I’m using CUDA Toolkit 3.2 x32, Ubuntu 10.04 x64 and a GTX580 when I try to compile with the CUDA Toolkit 3.2 x64 got the same error.

give me a hand?

I wish I could help - but I only have access to 32bit Linux environments.

The problem is clearly manifesting because of 64bit: the message “skipping incompatible” means that the linker found a 32bit cudart library, but couldn’t use it.

If you can’t use a 32bit building environment, you may be able to cope by adding “-m32” to the compiler/linker flags (to specifically request generation of a 32-bit binary).

Good luck!

tested using the 64 bit toolkit but also did not work…

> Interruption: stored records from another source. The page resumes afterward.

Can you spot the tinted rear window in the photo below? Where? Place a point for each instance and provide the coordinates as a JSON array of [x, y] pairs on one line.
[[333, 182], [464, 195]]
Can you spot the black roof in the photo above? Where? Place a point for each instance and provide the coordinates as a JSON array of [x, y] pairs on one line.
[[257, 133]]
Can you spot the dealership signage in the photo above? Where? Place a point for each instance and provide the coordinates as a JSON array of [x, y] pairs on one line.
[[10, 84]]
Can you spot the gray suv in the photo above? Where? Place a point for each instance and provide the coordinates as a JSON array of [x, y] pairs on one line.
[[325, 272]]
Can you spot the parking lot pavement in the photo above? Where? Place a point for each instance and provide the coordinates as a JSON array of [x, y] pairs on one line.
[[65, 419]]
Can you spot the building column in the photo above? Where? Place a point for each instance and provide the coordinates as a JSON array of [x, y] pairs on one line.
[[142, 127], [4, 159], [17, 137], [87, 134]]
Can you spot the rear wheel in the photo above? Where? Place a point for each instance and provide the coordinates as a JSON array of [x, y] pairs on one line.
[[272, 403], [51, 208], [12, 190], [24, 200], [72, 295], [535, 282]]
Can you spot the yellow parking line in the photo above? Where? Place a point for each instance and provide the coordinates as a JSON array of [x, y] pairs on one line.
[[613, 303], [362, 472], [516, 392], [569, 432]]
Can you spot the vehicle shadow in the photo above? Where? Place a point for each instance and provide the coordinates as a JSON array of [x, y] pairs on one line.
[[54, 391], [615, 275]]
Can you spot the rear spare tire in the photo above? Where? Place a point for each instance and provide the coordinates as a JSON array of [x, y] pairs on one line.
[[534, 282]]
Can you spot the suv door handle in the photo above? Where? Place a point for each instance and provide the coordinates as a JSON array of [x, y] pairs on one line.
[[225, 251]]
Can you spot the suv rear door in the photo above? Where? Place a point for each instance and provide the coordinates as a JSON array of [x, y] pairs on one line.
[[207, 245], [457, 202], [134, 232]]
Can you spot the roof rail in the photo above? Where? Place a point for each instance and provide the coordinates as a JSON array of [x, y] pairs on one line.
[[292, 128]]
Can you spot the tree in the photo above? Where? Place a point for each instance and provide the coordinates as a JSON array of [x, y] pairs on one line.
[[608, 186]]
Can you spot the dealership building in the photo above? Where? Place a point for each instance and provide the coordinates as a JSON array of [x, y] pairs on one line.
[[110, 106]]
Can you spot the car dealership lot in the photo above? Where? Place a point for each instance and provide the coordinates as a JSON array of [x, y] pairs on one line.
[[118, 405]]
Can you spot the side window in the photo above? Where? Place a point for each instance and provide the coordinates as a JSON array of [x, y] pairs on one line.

where can I put this flag just mentioned by you? within the makefile? or do you recommend I use a 32-bit linux?

--------------- EDIT!

Just changed the directory where they look to the lib. / Configure to / lib64 and it worked!

thanks for the help!

Very nice work!

I runned the win32 app on a gt425m (msi fx700 notebook), results are:
everything on, except antialiasing: 3.4fps
with antialiasing: 1.8fps

Soon i will get gtx560 cards, i will test with them also.

Best Regards,

Gaszton

PS.: i was playing with your program and got this:

The nvidia OpenGL driver lost connection with the display driver and is unable to continue.
…error code: 8